Helio Health’s business model does not require a placement to succeed in order to generate revenue. The organization is paid for placing people and for providing services to those people. Whether the building is damaged, whether neighboring tenants flee, whether law enforcement is called once or dozens of times — none of that affects Helio’s Medicaid billing or its federal grant eligibility. The downside risk in these arrangements is not symmetrical. The landlord owns it. Helio does not.

Whether this represents a systemic problem with the Housing First model as federal policy, a gap in New York State’s oversight of supportive housing placement organizations, or something more specific to Helio Health’s program operations is a legitimate question.

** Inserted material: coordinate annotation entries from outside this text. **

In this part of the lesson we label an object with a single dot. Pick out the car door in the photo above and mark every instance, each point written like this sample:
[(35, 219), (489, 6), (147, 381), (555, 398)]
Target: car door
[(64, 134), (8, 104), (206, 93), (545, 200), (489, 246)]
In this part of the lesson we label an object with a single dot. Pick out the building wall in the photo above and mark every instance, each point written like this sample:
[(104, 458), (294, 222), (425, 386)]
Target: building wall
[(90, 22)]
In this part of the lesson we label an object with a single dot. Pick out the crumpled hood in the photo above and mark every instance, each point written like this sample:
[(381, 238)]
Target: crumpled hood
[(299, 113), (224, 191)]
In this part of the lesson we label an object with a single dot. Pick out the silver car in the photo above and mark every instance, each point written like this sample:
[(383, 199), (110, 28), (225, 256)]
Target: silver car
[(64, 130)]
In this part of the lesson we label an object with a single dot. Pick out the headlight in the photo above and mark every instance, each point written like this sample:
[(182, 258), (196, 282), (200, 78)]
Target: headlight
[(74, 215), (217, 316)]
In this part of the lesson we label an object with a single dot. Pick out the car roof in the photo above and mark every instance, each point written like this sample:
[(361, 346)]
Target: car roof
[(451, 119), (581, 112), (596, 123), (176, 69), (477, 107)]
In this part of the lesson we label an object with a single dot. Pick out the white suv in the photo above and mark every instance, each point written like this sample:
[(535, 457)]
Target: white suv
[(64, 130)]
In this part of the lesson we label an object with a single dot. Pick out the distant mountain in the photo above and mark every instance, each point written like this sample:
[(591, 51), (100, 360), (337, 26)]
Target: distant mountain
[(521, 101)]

What is documented — in police records, insurance filings, city enforcement actions, and Helio’s own legal counsel’s written correspondence — is that it has happened before, and it has happened again.


Financial data sourced from Helio Health Inc.’s publicly filed Form 990, available via ProPublica Nonprofit Explorer. Skyline Apartments reporting cited from CNY Central. Property incidents sourced from written correspondence, building security camera records, insurance claim documentation, and a draft civil complaint prepared by Galli Law. No complaint has been filed with the court. Allegations in the draft complaint are the plaintiff’s claims and have not been adjudicated. Nothing in this article constitutes legal advice.